To Jane’s utter horror, she cries anyways, crumpling against the large cardboard box in a fluid motion. Warm, salty tears fall against her mouth and drip down her neck.
///
Two days later, sunlight peeks out from behind blinds when Jane walks into the living room. She’s figured out a route so perfect, so impeccable, that not a single one of her limbs brushes against any cardboard. She could practically walk through the mess with her eyes closed. And she does.
///
It’s 12:02PM when Jane wakes up. She doesn’t know what day it is, but the sun has long since risen. She leaves her room with matted hair and dark circles under her eyes and takes a couple of steps into the cramped living room.
Her body freezes.
Maybe the world is out to get her today. Maybe that girl from some nights ago, with her tinkling fairy laugh, released a wicked fairy into this room. Because one of her boxes—one of her boxes of all the things that remind her of him—is slightly open.
Jane walks over to it on soft, unsteady feet. Her fingers flutter as she lifts her limp arms to close the box shut.
Burgundy red cloth glares at her from beneath the cardboard. Jane’s hands drop to her sides, ice-cold and still shaking, despite the warm sunlight that peeks its way into the living room—like an intruder.
The last time Jane wore that burgundy shirt, her dad was still here. Happy and bright and alive. A single moment took all of that brightness away. Now there’s just a blot of darkness over everything, and a hole in Jane’s chest where there should be a heart.
///
Jane is slicing off the tops of strawberries with a dull knife, until her hand falters and the knife pricks her finger. She curses and whips around, only to realize that her two kitchen towels are grease-stained and dirty with grime.
She doesn’t like where her mind goes next. But her feet carry her to the living room anyway. She tears open the rest of the cardboard box and clutches the burgundy shirt close to her chest. The blood from her finger stains it, but she can’t bring herself to care, not when her blood and the shirt are the exact same shade of red.
Jane cries. She doesn’t try to fight against her tears this time. She slumps against the box, then sags to the floor when her shaking shoulders can’t hold her up anymore, curling into a fetal position as her tears streak against the carpet.

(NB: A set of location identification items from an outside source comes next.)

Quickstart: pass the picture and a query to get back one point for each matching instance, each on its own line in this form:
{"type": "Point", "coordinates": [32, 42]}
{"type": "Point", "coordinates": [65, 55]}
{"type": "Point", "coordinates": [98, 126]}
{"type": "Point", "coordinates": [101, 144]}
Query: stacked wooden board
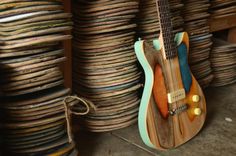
{"type": "Point", "coordinates": [223, 61]}
{"type": "Point", "coordinates": [31, 83]}
{"type": "Point", "coordinates": [104, 62]}
{"type": "Point", "coordinates": [148, 22]}
{"type": "Point", "coordinates": [196, 24]}
{"type": "Point", "coordinates": [223, 8]}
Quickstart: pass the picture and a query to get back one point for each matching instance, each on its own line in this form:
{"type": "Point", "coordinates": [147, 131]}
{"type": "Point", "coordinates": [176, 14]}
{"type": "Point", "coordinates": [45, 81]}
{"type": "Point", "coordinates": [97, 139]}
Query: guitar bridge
{"type": "Point", "coordinates": [178, 110]}
{"type": "Point", "coordinates": [176, 96]}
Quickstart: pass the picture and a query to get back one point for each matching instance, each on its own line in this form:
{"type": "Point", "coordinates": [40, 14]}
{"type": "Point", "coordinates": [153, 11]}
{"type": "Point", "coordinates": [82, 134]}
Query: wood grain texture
{"type": "Point", "coordinates": [222, 23]}
{"type": "Point", "coordinates": [231, 35]}
{"type": "Point", "coordinates": [173, 131]}
{"type": "Point", "coordinates": [67, 66]}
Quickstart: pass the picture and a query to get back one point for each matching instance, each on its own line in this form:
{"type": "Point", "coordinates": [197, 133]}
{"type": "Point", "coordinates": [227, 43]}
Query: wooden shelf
{"type": "Point", "coordinates": [222, 23]}
{"type": "Point", "coordinates": [67, 66]}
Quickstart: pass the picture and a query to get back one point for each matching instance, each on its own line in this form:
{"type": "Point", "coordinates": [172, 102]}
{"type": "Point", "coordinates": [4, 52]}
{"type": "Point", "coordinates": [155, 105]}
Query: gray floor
{"type": "Point", "coordinates": [217, 138]}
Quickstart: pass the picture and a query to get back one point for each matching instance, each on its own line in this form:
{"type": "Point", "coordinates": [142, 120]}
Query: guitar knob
{"type": "Point", "coordinates": [196, 98]}
{"type": "Point", "coordinates": [197, 111]}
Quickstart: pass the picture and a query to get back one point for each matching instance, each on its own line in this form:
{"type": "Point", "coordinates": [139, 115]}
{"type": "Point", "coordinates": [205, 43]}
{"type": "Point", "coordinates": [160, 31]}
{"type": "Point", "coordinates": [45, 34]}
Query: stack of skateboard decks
{"type": "Point", "coordinates": [148, 22]}
{"type": "Point", "coordinates": [196, 24]}
{"type": "Point", "coordinates": [104, 62]}
{"type": "Point", "coordinates": [223, 61]}
{"type": "Point", "coordinates": [31, 83]}
{"type": "Point", "coordinates": [221, 9]}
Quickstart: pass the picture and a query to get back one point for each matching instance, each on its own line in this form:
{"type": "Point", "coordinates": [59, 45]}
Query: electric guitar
{"type": "Point", "coordinates": [173, 107]}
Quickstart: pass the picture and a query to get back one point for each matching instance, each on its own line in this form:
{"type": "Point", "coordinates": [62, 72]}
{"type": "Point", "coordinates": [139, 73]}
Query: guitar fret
{"type": "Point", "coordinates": [166, 28]}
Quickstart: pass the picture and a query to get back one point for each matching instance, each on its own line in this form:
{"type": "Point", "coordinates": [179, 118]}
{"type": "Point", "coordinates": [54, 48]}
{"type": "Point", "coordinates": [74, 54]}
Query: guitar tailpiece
{"type": "Point", "coordinates": [178, 110]}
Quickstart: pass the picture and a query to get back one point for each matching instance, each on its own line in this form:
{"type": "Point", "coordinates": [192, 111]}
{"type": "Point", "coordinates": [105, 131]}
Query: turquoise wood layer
{"type": "Point", "coordinates": [149, 79]}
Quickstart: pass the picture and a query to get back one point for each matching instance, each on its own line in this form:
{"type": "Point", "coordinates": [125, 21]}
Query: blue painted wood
{"type": "Point", "coordinates": [184, 67]}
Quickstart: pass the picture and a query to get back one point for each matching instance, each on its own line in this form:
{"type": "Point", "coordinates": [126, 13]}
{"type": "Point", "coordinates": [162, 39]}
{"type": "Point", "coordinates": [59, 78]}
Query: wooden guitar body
{"type": "Point", "coordinates": [173, 107]}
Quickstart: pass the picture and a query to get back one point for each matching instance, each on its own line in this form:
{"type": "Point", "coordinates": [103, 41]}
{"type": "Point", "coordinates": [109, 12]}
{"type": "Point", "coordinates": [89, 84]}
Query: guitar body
{"type": "Point", "coordinates": [173, 107]}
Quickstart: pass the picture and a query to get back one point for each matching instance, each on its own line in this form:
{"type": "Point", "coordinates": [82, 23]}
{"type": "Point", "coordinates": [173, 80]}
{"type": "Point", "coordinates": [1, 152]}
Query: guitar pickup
{"type": "Point", "coordinates": [176, 96]}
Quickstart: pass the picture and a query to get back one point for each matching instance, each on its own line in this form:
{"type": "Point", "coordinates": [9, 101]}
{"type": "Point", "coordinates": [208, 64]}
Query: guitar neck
{"type": "Point", "coordinates": [166, 29]}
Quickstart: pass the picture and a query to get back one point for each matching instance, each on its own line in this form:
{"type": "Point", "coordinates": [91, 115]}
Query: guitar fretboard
{"type": "Point", "coordinates": [166, 28]}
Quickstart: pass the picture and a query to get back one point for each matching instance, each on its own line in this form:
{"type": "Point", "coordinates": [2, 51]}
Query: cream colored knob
{"type": "Point", "coordinates": [196, 98]}
{"type": "Point", "coordinates": [197, 111]}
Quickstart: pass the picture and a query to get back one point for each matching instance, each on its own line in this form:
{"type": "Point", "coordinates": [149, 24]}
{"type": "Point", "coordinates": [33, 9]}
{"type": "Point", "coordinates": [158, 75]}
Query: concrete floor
{"type": "Point", "coordinates": [217, 138]}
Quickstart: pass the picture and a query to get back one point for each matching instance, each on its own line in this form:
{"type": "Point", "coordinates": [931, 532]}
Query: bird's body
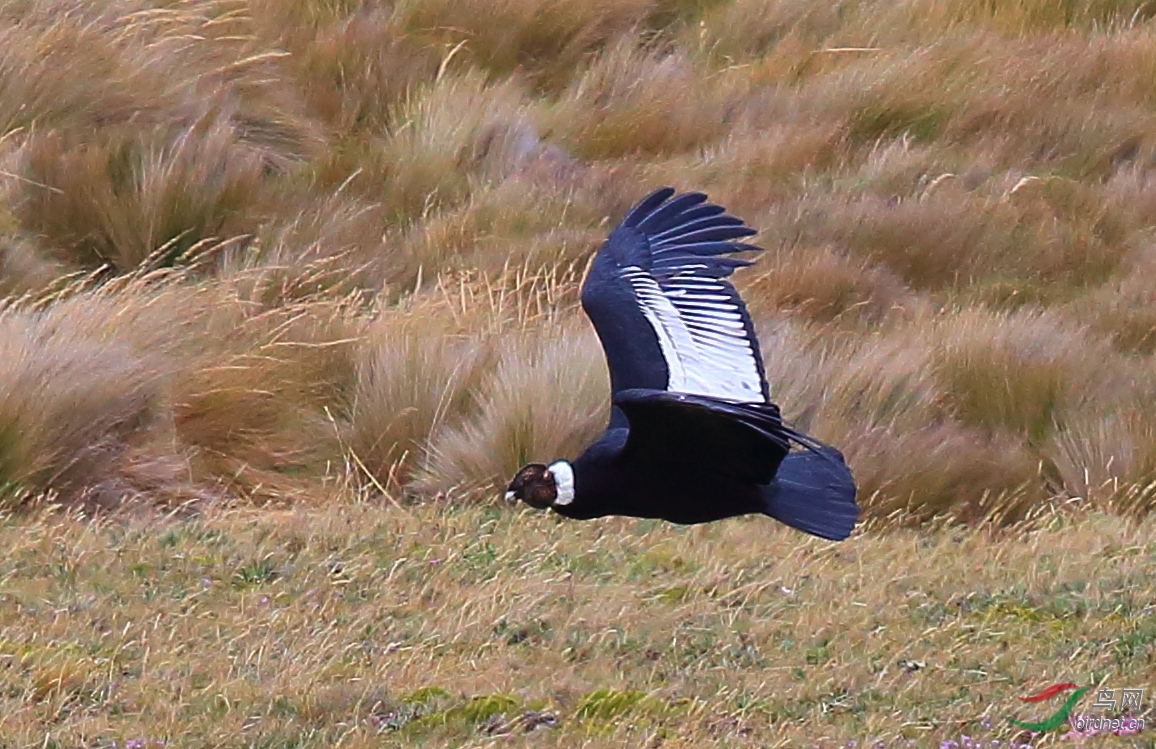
{"type": "Point", "coordinates": [694, 436]}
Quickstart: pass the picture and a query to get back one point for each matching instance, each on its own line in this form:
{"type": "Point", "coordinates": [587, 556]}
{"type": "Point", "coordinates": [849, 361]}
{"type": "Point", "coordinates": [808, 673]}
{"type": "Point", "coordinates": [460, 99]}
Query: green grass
{"type": "Point", "coordinates": [450, 625]}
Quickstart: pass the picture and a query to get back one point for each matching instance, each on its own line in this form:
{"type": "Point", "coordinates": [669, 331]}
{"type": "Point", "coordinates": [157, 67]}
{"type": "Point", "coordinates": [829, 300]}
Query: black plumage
{"type": "Point", "coordinates": [694, 436]}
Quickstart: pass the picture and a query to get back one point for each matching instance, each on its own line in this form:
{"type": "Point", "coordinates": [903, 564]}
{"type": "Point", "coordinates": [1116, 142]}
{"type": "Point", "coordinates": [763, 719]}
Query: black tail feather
{"type": "Point", "coordinates": [815, 492]}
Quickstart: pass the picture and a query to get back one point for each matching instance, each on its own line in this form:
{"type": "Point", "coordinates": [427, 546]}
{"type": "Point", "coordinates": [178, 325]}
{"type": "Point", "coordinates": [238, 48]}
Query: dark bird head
{"type": "Point", "coordinates": [542, 487]}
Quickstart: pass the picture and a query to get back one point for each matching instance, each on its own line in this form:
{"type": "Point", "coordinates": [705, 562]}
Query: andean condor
{"type": "Point", "coordinates": [694, 436]}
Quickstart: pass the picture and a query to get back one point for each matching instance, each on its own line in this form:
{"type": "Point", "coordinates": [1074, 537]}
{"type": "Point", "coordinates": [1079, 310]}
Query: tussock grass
{"type": "Point", "coordinates": [324, 257]}
{"type": "Point", "coordinates": [377, 217]}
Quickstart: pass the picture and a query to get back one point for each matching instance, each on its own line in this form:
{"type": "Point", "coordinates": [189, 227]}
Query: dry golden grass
{"type": "Point", "coordinates": [324, 256]}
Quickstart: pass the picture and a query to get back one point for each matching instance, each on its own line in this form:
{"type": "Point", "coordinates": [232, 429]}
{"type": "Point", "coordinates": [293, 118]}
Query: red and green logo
{"type": "Point", "coordinates": [1060, 716]}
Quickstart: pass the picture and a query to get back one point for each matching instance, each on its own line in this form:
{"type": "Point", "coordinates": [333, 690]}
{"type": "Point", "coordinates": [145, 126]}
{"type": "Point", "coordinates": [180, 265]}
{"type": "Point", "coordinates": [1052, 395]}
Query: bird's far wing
{"type": "Point", "coordinates": [743, 440]}
{"type": "Point", "coordinates": [659, 299]}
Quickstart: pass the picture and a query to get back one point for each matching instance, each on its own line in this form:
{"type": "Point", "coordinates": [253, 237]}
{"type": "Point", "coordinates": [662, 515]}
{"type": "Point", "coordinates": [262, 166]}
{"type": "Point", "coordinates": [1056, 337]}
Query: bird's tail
{"type": "Point", "coordinates": [814, 492]}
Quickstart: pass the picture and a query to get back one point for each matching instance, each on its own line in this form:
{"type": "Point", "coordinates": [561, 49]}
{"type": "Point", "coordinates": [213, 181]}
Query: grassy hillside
{"type": "Point", "coordinates": [304, 273]}
{"type": "Point", "coordinates": [251, 245]}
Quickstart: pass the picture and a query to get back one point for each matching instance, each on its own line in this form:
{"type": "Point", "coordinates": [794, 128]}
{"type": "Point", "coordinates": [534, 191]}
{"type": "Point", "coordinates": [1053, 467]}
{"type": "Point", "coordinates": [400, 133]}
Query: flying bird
{"type": "Point", "coordinates": [694, 436]}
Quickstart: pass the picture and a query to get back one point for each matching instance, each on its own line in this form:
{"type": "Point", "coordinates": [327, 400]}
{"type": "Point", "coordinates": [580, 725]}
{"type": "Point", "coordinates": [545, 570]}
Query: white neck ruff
{"type": "Point", "coordinates": [564, 482]}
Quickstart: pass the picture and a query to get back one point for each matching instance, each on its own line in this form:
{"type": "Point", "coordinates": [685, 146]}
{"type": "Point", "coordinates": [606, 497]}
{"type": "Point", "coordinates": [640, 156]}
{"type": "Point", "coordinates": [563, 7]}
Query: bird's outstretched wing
{"type": "Point", "coordinates": [664, 310]}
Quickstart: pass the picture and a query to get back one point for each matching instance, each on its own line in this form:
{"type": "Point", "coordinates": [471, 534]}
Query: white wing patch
{"type": "Point", "coordinates": [702, 335]}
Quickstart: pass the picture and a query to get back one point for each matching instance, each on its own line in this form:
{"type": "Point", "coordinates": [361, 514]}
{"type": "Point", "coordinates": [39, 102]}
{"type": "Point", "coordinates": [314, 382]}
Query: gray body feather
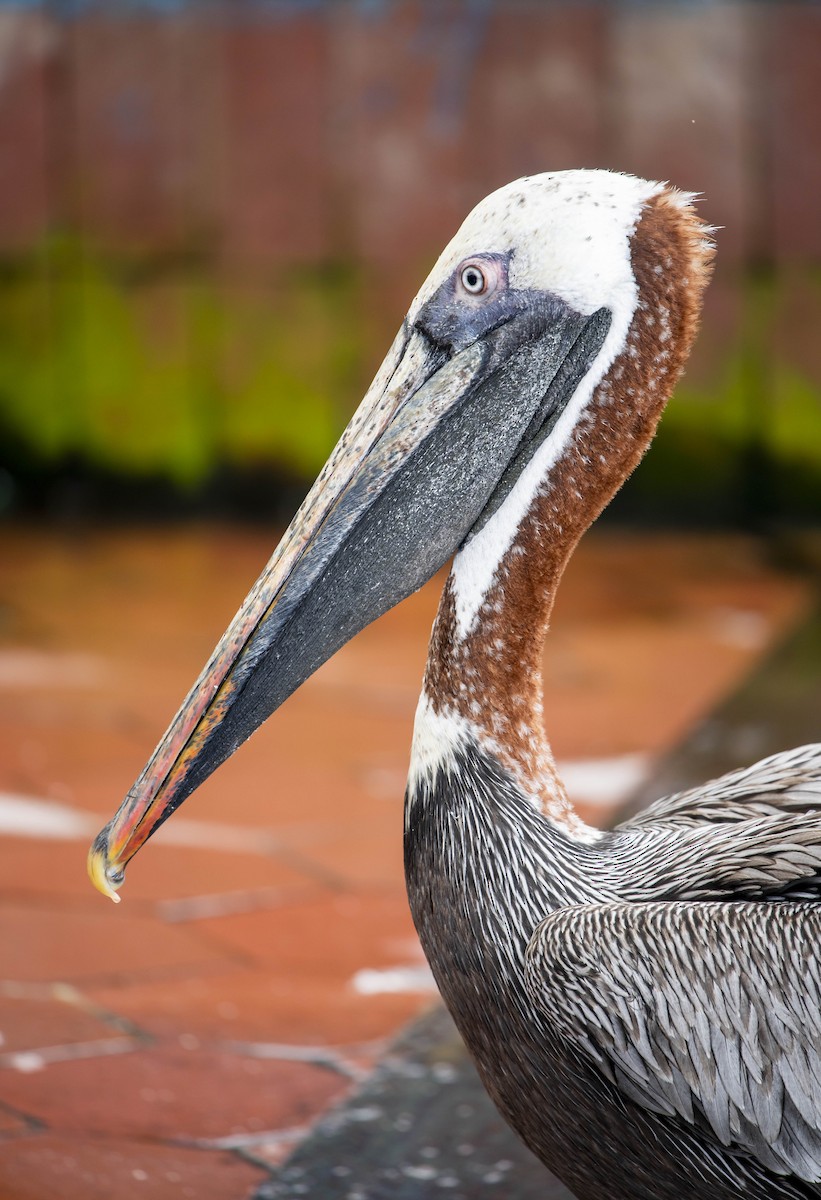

She inhales deeply against burgundy shirt and smells the woods. Blood dribbles against the cloth as Jane remembers how the sun shone against the river one day with her dad. When this red shirt that she cradles against her chest was still too big for her. When Jane’s dad splashed her with water and their laughter echoed through the wind-blown trees. How their happiness was louder than anything else.
Through the window, a ray of sunlight falls across Jane’s tear-stained face. Another intruder—or perhaps a gentle spirit, wishing his daughter well.